Written by Nexcerpt on May 13th, 2010 in Life & Lessons.

Reminiscences on the 30th Anniversary of the Kalamazoo tornado of May 8, 1980…

Near the center of Kalamazoo College, students had begun to gather for afternoon rehearsals in the Fine Arts Building — including, as I recall, a choir in Room 100, and a jazz ensemble I directed in Dalton Theater.

A few minutes before 4:00, I heard a peculiar siren, and stepped into the lobby with Dr. Lawrence Rackley Smith, Chair of the Music Department. We stood in front of the enormous glass wall — perhaps 15 x 40 feet — peering out at the greenish-tan sky to the southwest, listening intently. We stepped just outside to gauge what the weather and sirens were telling us.

Out on the portico, in the still, oddly humid air, the sounds were far more complex and unnerving. As an experienced composer, Larry had tremendous recall for pitch combination, tone and timbre. As a student of his (and a piano technician), I also had a great ear for sound and its texture. I said, “I don’t think I recognize that siren.” Larry’s response was more intense: “In all the years I’ve lived here, I ~know~ I’ve never heard it!”

We glanced up at the huge windows overhead, looked at one another grimly, and took off into the lobby to gather up everyone. We assembled K staff and students (and much younger Music Center students and their parents, arriving for lessons) downstairs in inner hallways — in practice rooms, and near the Dungeon Theater. There, we could hear nothing of the sirens or weather outside. One of the studios had a small radio on hand, and heard the tornado warning — then the broadcast signal disappeared.

We could see a bit of outside light from a side door near the Green Room. After a few minutes, as that light brightened, we began heading out to see what had happened. One of the first sights, just downhill from the Theater wing, was of tree limbs down behind Humphrey House.

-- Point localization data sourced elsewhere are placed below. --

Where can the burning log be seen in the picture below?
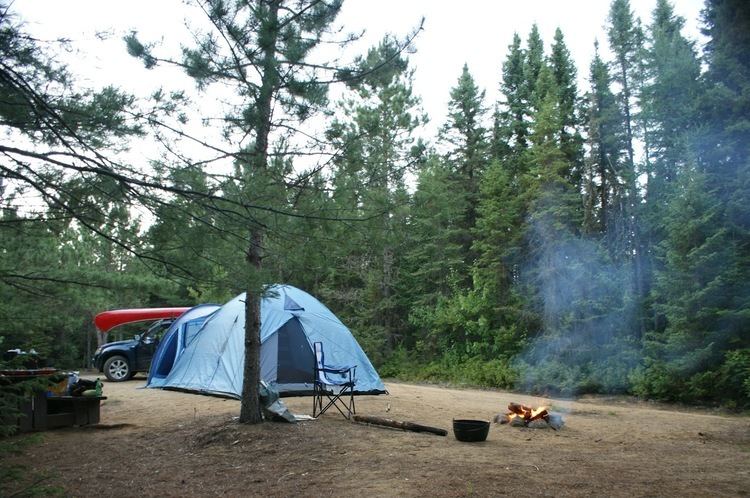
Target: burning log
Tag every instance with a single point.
(521, 416)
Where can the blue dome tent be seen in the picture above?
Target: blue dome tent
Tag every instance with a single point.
(181, 333)
(292, 320)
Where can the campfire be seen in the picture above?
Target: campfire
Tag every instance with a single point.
(526, 416)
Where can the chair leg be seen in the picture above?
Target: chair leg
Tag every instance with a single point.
(346, 410)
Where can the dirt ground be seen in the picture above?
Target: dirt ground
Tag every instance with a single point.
(160, 443)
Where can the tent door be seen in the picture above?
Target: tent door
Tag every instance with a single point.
(295, 357)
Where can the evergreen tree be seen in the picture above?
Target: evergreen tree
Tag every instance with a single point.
(263, 50)
(571, 141)
(466, 136)
(369, 180)
(606, 140)
(626, 39)
(511, 128)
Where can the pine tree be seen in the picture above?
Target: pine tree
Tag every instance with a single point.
(369, 178)
(511, 128)
(571, 141)
(606, 140)
(626, 39)
(466, 136)
(262, 49)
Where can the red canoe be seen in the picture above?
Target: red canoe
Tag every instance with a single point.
(107, 320)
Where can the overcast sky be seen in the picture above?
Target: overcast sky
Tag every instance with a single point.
(476, 32)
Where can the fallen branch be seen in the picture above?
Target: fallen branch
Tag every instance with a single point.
(406, 426)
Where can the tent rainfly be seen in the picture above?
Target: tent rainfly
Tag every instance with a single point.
(209, 353)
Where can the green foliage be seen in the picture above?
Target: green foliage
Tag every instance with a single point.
(509, 256)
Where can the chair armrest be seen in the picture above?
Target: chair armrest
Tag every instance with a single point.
(336, 369)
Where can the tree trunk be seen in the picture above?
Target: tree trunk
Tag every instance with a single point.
(250, 412)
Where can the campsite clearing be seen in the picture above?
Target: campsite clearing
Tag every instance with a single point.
(163, 443)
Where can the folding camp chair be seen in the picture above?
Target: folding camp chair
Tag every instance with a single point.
(333, 383)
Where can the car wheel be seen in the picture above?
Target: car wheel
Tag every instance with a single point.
(117, 369)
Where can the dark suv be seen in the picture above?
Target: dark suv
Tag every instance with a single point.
(121, 360)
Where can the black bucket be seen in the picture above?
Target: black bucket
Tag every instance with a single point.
(471, 431)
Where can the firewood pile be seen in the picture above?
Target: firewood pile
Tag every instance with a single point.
(525, 416)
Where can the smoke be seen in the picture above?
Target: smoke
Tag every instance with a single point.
(585, 301)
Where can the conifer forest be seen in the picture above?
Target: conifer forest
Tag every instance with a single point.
(587, 232)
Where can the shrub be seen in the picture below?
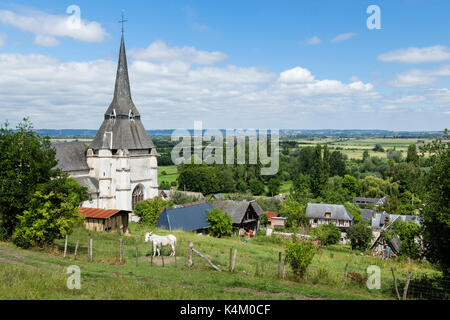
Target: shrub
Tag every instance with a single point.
(359, 236)
(164, 185)
(149, 210)
(221, 223)
(48, 217)
(328, 234)
(300, 255)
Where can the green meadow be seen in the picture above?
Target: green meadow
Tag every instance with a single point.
(41, 274)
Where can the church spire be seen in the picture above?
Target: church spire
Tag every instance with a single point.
(122, 103)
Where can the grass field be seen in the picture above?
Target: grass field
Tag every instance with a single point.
(41, 274)
(354, 148)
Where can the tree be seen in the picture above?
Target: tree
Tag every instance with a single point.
(412, 155)
(317, 175)
(337, 164)
(350, 185)
(274, 186)
(408, 232)
(300, 255)
(26, 160)
(360, 236)
(47, 217)
(378, 148)
(295, 214)
(328, 234)
(366, 155)
(436, 212)
(256, 187)
(221, 223)
(164, 185)
(149, 210)
(326, 163)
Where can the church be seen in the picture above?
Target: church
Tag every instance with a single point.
(119, 167)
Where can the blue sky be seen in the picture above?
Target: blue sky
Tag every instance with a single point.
(231, 64)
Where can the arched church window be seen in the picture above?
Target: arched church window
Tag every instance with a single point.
(138, 195)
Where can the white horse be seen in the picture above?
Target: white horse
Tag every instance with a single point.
(160, 241)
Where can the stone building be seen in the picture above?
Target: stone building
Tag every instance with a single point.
(119, 166)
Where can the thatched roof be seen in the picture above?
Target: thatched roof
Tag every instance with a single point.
(337, 211)
(237, 209)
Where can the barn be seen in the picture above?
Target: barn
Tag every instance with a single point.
(186, 217)
(106, 220)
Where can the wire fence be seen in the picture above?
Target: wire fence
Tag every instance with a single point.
(267, 265)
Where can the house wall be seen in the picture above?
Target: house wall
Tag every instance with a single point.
(315, 222)
(119, 174)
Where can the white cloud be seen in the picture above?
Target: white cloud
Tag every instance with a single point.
(420, 77)
(53, 92)
(296, 75)
(407, 99)
(2, 39)
(47, 27)
(45, 41)
(343, 37)
(313, 41)
(161, 52)
(417, 55)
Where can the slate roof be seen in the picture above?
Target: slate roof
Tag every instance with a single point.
(100, 213)
(187, 217)
(380, 218)
(237, 209)
(375, 201)
(71, 156)
(118, 131)
(89, 182)
(318, 210)
(367, 214)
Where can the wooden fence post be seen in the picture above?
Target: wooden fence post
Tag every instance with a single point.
(190, 246)
(395, 282)
(90, 250)
(279, 265)
(405, 290)
(136, 254)
(345, 276)
(233, 262)
(284, 267)
(120, 250)
(76, 248)
(151, 257)
(65, 246)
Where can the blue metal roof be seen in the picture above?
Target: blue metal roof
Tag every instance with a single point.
(186, 218)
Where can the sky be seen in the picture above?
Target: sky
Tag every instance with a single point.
(230, 64)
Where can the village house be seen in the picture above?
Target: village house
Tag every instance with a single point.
(119, 167)
(106, 220)
(361, 201)
(245, 214)
(187, 217)
(322, 213)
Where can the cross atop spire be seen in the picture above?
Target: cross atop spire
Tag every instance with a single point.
(122, 21)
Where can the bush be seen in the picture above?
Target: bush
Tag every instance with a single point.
(360, 236)
(149, 210)
(221, 223)
(164, 185)
(328, 234)
(300, 255)
(48, 217)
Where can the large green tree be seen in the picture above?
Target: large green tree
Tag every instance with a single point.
(436, 212)
(26, 161)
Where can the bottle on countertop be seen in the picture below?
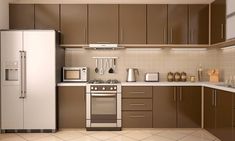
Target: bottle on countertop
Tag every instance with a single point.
(199, 73)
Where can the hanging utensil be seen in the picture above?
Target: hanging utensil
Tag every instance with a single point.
(96, 65)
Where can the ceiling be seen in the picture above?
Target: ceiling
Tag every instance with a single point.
(118, 1)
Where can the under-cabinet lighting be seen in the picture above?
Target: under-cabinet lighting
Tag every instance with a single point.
(189, 49)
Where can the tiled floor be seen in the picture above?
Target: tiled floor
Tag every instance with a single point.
(125, 135)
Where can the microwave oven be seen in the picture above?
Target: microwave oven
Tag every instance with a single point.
(75, 74)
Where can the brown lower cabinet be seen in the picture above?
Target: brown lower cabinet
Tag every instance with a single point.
(71, 107)
(218, 113)
(177, 107)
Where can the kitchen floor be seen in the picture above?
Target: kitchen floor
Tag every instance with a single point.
(125, 135)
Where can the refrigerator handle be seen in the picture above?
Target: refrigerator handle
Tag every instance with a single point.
(21, 75)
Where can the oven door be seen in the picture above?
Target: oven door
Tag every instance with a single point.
(104, 107)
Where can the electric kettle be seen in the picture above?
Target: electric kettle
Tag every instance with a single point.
(132, 74)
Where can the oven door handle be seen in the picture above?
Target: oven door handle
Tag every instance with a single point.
(103, 95)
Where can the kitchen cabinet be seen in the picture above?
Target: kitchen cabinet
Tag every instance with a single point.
(177, 24)
(199, 24)
(218, 13)
(73, 23)
(137, 107)
(21, 16)
(181, 106)
(71, 107)
(132, 24)
(103, 23)
(47, 16)
(218, 116)
(157, 24)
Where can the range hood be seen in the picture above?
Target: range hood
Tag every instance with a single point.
(103, 46)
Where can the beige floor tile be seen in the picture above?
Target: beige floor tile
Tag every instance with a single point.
(157, 138)
(121, 138)
(138, 135)
(195, 138)
(68, 135)
(104, 135)
(33, 136)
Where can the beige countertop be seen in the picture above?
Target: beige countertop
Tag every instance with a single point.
(203, 84)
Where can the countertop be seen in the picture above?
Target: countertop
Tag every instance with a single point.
(203, 84)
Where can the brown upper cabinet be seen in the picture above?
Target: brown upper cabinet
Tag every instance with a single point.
(218, 17)
(21, 16)
(156, 24)
(177, 24)
(73, 23)
(199, 24)
(132, 24)
(47, 16)
(103, 23)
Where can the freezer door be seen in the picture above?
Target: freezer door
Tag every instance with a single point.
(11, 104)
(40, 97)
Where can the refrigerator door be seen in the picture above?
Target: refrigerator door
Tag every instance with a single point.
(11, 103)
(40, 97)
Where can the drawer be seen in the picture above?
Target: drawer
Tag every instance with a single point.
(136, 92)
(137, 119)
(136, 104)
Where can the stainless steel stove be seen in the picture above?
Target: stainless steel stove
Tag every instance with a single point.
(103, 105)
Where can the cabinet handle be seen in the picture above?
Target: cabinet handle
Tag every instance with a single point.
(137, 104)
(222, 31)
(137, 116)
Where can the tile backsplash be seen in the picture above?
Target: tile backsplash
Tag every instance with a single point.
(153, 60)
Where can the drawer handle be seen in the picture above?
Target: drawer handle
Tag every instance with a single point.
(137, 104)
(137, 116)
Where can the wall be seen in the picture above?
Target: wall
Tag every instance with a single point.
(146, 60)
(4, 14)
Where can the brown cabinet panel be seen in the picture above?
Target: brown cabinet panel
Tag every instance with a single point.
(132, 24)
(71, 107)
(21, 16)
(177, 24)
(199, 24)
(156, 24)
(164, 107)
(136, 92)
(47, 16)
(103, 23)
(218, 16)
(73, 23)
(189, 107)
(137, 104)
(209, 110)
(224, 116)
(137, 119)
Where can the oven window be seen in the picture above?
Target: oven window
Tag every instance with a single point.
(72, 74)
(103, 109)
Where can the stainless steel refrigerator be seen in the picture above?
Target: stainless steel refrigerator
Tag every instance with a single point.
(28, 79)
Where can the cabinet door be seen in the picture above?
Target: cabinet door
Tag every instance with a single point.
(224, 115)
(164, 105)
(21, 16)
(218, 12)
(199, 24)
(73, 23)
(189, 107)
(132, 24)
(71, 101)
(156, 24)
(103, 23)
(177, 24)
(47, 16)
(209, 110)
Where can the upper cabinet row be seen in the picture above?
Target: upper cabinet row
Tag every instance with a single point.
(123, 24)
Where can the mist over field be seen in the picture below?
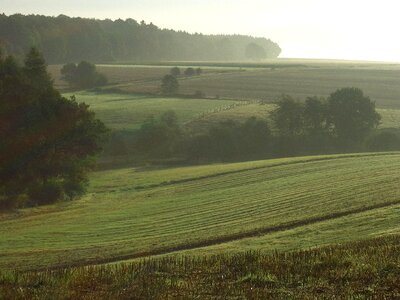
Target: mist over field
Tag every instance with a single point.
(199, 149)
(355, 30)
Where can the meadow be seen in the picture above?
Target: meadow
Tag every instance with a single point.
(129, 111)
(303, 227)
(263, 81)
(133, 213)
(367, 269)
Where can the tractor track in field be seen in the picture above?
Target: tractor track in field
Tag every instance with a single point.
(222, 239)
(280, 164)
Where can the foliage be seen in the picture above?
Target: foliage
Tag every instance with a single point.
(47, 140)
(63, 39)
(342, 123)
(83, 75)
(169, 85)
(352, 116)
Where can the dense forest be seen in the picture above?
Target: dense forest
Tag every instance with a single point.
(63, 39)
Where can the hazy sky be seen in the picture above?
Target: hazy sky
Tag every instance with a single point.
(344, 29)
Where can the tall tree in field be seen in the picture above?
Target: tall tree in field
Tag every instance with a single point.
(47, 141)
(352, 116)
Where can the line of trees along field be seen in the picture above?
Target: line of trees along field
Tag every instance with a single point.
(63, 39)
(344, 122)
(47, 142)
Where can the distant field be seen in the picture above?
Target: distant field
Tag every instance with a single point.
(125, 111)
(137, 212)
(263, 81)
(129, 111)
(383, 86)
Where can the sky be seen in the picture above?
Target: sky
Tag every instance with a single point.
(333, 29)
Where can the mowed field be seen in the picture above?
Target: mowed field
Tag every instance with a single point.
(275, 204)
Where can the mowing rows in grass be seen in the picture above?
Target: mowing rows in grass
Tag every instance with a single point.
(362, 270)
(116, 222)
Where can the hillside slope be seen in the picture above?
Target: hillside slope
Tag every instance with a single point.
(132, 212)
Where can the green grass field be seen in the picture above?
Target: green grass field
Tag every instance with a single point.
(129, 111)
(359, 270)
(137, 212)
(264, 81)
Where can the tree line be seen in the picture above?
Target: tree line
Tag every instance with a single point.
(47, 141)
(344, 122)
(63, 39)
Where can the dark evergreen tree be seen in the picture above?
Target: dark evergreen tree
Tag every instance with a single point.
(47, 140)
(352, 116)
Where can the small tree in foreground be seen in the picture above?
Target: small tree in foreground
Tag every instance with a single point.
(169, 85)
(47, 141)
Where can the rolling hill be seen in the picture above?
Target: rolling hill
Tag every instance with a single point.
(132, 213)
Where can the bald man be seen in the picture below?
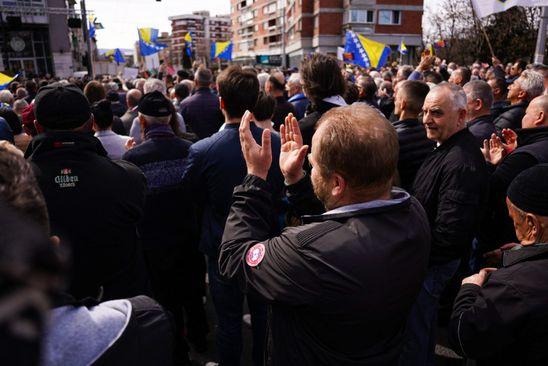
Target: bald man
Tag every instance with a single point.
(132, 98)
(275, 87)
(532, 149)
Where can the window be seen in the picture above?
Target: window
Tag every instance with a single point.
(361, 16)
(389, 17)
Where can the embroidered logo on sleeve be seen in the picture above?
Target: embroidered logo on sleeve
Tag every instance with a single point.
(255, 255)
(66, 179)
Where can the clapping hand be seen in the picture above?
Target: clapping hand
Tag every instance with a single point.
(479, 278)
(493, 150)
(258, 158)
(511, 139)
(293, 152)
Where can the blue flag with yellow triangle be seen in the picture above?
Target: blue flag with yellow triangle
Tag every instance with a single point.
(364, 52)
(221, 50)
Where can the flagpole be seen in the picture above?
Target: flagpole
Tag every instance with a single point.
(541, 38)
(478, 20)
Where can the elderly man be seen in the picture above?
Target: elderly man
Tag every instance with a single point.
(414, 145)
(296, 96)
(150, 86)
(201, 111)
(500, 316)
(524, 89)
(275, 86)
(479, 99)
(499, 89)
(132, 99)
(169, 228)
(460, 76)
(329, 305)
(451, 185)
(532, 149)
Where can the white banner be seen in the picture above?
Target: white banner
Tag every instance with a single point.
(484, 8)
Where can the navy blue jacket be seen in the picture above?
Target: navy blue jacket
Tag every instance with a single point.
(202, 113)
(169, 219)
(215, 166)
(482, 128)
(414, 148)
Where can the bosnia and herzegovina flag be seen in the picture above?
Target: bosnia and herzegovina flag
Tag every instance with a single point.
(221, 50)
(115, 55)
(5, 80)
(402, 48)
(365, 52)
(148, 41)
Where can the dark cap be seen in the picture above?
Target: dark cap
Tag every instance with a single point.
(155, 104)
(528, 190)
(61, 107)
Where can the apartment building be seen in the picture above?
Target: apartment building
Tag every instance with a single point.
(387, 21)
(265, 30)
(204, 29)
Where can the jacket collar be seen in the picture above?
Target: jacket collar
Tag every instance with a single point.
(524, 253)
(408, 122)
(400, 198)
(64, 141)
(453, 140)
(527, 136)
(480, 120)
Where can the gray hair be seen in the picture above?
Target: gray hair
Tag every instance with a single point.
(6, 97)
(152, 120)
(479, 89)
(532, 82)
(154, 85)
(458, 96)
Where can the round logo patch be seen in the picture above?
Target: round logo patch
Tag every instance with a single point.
(255, 255)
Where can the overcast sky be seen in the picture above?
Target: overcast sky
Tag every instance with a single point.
(121, 18)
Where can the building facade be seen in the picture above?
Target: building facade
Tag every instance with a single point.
(204, 29)
(265, 30)
(35, 38)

That seemed not too intense — but the sensation changed quickly. Immediately below Fine Arts, wind had torn chain link fences around Stowe Tennis Stadium ~out~ of the ~ground~! Ten- to twelve-foot tall posts and fence fabric lay crumpled across the courts, some with canvas banners still intact.

Back in Fine Arts, reports trickled in of far more damage downtown, so a few of us headed east. Sidewalks on Michigan Avenue were strewn with glass; the roadway held parked cars blown away from the curb, left sideways across traffic lanes. Although the damage hadn’t blocked the roads (and public safety teams had only started to do so) it was obvious the destruction further downtown was even worse. We headed back to campus, with more appreciation for the notion that “life is not a rehearsal.”